Automatic PDF Processing with UiPath
Manual data entry from PDF forms is a common business process. While there are ways to use Adobe technology to automate data collection through fillable PDF forms, many people employ a “look left and type right” process to enter important data into business systems. This blog focuses on using UiPath to build automation capable of processing a series of PDF forms and create a CSV file with the required outputs. This process outline culminates at a step ready for secondary actions, including emailing results to a specified recipient, uploading to online file storage, or directly updating a database with the new data. Additionally, this blog features a special focus of some of the more complex components of processing a PDF (variable names in camelCase).
Fillable PDF forms are a step above less-structured data collection efforts, such as email. Each specific entity required for collection exists as a separate PDF text box, drop down list, or check box. As seen at right, Image 1 is the example fillable PDF used for this automation. Separate blanks exist for the entry of name, address, postcode, city, and more. Country, gender, and favorite color exist as dropdown list items (and serve to restrict what the user may enter). Driving license status and language capabilities are handled through check boxes. Forms with this type of structure (as opposed to free text) are easily reimagined into a series of data columns. Strings for most of the fields, integers for height and postcode, Boolean for the driver’s license, and an array for the languages. A running list of development steps and helpful code notes accompany the outline below.

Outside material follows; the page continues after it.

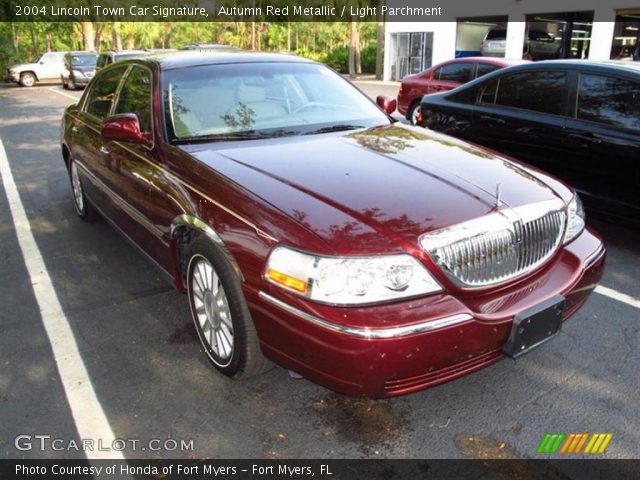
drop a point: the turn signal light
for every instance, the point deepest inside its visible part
(287, 280)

Initial Setup and a For Each Loop
First, the automation requires some initialization to the location of the forms. Create a list of file paths to each form. Initialize a Data Table object and then build a table that corresponds to the form (see image 2). The above image displays a possible interpretation of the PDF form as a data structure. A randomly generated unique ID is included for database clarity. Employ a ForEach loop activity to iterate across the list of files provided in the String[] variable. The top of this loop is a good place to initialize a new Data Row object and ensure no data leaks across loop iterations.
Initialize variables, setup ForEach loop, create Data Table and Data Row objects
- String[] variable to the directory: Directory.GetFiles(“C:UiPathProcessFormForms”, “*.pdf”)
- Initialize Data Table: New System.Data.DataTable
- Initialize a Data Row structure: form_data.NewRow()
Extract Plain Text
Now that we have the initial looping concept, we need a way to extract PDF text. There are no native PDF activities to UiPath, so access the Manage Package menu on the design tab. Select “All Packages” or “Official” and type in PDF (see image 3). There are a great number of available packages featuring PDF tools, but for the purposes of this project I chose the official UiPath PDF Activities package. This may only work for UiPath Studio v2018.4.4 / v2019.2 and above. Once installed, you now have the “Read PDF Text” activity available for use.
The Read PDF activity accepts a file path, an optional range of pages and returns a string value of all contained text. To determine what part(s) of the PDF to process, first ensure you are not tricked by unusual encoding or odd text formatting. Examine the text output and look for “Split Points”: one or more places in a PDF where you can split this text string and focus on the desired data. To help find these locations, draw a line immediately above and below the part(s) of the PDF that are required for database entry. Look at how you can programmatically identify these areas to the automation. Our example form is relatively simple and splits easily at the starred lines of image 4.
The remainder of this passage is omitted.